[TUHS] PL/I stuff - was: Book Recommendation

Alan Glasser alanglasser at gmail.com
Sat Nov 27 08:33:01 AEST 2021


In my experience 9 track tapes were not guaranteed to be readable after some interval. In fact, a standard operations procedure was to copy important tapes to new media periodically. 

I distinctly remember a rather catastrophic error in the AT&T Worldnet ISP mail system. It was running a third party email server product on a large cluster of big Sun boxes. A new release was installed. It had bugs and curdled all of the customers’ data. It got backed out and a huge restore from backup effort began, only to find that a bunch of recently written tapes were unreadable.  Needless to say, we had unhappy customers and, if I remember correctly, some very negative press in the WSJ and the NY Times. 

 - Alan

> On Nov 24, 2021, at 9:06 PM, George Michaelson <ggm at algebras.org> wrote:
> 
> I have a relative who is an archivist, the sister-discipline to
> librarians (Mike Lesk was at heart I think, in the library most the
> time time. I say this, because I always think about Mike when the
> topic of data and libraries comes up. He was nice to me at UCL and I
> have a soft spot for anyone who was nice to me.)
> 
> Anyway, She tells me that the primary role of archivists is to help
> people throw things away.
> 
> As a (sometime) scientist in (mostly) data, I know I have serial
> hoarding disease.

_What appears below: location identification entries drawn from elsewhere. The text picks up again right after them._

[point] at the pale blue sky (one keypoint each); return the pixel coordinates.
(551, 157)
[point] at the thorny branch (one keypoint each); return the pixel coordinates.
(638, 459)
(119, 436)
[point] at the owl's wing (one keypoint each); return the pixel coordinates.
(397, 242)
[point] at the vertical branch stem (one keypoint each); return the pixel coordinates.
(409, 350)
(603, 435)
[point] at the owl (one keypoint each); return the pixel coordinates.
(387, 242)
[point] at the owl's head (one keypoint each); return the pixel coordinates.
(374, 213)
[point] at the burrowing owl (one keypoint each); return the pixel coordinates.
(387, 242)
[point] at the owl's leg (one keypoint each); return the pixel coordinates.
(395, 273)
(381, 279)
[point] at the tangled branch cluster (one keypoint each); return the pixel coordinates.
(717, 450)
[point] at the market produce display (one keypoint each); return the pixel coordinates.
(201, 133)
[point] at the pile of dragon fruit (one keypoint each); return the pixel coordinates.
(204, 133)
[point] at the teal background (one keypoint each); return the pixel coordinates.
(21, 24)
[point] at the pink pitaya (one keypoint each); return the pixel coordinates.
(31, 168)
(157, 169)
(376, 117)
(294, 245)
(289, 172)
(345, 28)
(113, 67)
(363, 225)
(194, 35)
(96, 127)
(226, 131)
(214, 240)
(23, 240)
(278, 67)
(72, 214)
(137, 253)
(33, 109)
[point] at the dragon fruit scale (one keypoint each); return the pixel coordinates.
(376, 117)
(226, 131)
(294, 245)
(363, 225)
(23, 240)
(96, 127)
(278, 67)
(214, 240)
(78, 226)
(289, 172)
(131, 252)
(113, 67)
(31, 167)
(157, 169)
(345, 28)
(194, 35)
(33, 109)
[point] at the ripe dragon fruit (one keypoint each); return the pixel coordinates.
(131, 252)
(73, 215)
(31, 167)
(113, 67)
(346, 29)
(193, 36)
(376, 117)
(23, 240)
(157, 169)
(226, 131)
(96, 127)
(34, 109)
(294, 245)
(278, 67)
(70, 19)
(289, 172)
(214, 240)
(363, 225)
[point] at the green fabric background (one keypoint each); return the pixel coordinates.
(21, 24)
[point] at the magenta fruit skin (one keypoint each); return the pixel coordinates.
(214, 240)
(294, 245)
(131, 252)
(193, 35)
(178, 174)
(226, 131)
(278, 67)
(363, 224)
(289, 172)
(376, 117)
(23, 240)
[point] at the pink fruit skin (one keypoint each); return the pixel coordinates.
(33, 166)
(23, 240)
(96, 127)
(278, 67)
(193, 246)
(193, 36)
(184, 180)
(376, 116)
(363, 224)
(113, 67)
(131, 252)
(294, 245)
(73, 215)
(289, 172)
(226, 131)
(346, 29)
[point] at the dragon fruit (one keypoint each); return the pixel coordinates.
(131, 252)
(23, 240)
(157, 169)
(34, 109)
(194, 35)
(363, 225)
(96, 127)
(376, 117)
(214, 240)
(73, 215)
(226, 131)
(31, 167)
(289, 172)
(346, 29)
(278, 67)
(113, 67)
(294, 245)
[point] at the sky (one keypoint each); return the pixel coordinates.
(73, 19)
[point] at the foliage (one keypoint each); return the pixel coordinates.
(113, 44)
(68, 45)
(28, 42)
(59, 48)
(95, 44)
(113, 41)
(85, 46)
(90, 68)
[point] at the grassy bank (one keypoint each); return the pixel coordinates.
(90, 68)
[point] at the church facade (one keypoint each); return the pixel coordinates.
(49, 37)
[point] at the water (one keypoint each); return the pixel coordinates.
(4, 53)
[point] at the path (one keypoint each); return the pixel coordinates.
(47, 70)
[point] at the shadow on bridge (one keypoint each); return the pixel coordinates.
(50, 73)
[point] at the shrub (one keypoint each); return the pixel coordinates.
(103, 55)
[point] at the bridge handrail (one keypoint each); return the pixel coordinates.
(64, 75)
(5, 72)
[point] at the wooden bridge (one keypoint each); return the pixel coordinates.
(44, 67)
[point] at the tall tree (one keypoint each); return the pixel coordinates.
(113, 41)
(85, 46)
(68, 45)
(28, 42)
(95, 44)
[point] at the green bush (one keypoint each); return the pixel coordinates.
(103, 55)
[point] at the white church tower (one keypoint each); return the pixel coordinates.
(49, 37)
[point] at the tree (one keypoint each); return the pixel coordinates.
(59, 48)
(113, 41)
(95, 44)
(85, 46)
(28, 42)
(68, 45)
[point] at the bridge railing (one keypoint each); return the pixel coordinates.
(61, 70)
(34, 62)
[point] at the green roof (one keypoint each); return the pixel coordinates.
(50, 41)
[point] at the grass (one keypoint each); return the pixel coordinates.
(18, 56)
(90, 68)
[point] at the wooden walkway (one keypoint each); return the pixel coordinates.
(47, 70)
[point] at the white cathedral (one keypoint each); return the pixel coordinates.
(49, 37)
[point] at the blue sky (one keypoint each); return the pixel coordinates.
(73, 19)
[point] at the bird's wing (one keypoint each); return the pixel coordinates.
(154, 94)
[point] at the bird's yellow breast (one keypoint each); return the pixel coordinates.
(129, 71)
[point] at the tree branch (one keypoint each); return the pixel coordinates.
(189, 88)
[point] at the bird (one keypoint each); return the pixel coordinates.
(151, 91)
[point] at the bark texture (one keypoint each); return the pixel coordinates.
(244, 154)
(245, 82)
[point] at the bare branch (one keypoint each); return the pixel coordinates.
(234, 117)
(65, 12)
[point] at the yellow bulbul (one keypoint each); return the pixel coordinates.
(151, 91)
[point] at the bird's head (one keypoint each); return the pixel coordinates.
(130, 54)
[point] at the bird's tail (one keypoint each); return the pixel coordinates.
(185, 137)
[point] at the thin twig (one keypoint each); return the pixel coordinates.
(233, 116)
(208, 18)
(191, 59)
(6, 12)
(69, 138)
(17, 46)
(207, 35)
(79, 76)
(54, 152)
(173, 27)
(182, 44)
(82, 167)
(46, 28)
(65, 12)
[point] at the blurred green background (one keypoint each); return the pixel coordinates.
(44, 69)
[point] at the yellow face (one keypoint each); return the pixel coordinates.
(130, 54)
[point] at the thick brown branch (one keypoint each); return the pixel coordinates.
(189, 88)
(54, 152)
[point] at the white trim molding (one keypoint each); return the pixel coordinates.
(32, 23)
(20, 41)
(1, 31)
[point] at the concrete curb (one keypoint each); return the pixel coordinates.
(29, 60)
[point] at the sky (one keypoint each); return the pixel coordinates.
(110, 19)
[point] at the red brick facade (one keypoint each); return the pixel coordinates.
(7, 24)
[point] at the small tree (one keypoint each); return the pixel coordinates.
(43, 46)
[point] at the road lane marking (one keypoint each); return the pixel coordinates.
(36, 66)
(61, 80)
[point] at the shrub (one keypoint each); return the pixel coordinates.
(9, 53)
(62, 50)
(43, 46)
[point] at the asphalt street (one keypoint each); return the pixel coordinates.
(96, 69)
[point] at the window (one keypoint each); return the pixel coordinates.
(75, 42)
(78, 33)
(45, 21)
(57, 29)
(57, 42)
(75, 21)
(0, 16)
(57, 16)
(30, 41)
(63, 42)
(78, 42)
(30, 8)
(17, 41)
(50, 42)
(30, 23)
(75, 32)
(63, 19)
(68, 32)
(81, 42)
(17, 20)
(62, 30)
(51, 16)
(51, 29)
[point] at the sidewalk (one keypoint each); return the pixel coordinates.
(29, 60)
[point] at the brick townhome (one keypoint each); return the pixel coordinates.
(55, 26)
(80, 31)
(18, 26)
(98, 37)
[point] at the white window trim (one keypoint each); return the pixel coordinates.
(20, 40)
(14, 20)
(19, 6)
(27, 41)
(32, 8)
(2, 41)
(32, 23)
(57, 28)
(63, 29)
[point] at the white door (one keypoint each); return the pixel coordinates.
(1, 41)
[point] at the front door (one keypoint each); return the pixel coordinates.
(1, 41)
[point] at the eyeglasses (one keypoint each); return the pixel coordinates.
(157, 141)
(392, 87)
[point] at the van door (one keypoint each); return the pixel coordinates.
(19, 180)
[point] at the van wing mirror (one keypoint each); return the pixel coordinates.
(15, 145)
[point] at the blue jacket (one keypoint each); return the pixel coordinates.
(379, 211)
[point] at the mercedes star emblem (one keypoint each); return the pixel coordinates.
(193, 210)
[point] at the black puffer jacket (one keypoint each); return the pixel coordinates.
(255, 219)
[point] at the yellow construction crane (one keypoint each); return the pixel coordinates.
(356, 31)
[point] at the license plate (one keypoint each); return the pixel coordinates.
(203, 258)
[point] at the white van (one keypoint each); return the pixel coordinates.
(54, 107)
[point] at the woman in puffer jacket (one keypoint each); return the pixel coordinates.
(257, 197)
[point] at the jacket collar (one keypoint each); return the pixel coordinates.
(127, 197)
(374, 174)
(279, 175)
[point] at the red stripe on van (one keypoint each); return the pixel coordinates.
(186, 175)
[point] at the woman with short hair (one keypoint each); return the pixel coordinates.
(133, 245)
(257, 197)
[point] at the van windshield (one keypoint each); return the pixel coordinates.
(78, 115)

But I also know that NASA and other agencies only
> found some things, by going back into the stacks to re-read old tapes,
> without the "noise reduction filter" which had taken signal out.
> 
> So I feel your pain, loosing the tapes will have hurt. But I also know
> along the path in time, Somebody had a role to play, curating the data
> into the modern era. You're not alone, the BBC had this problem in
> spades, re-using Umatic tape to save money. Ephemeral content which
> turns out to be in some cases the probably only copy of what is data
> to us now, but was junk to them then.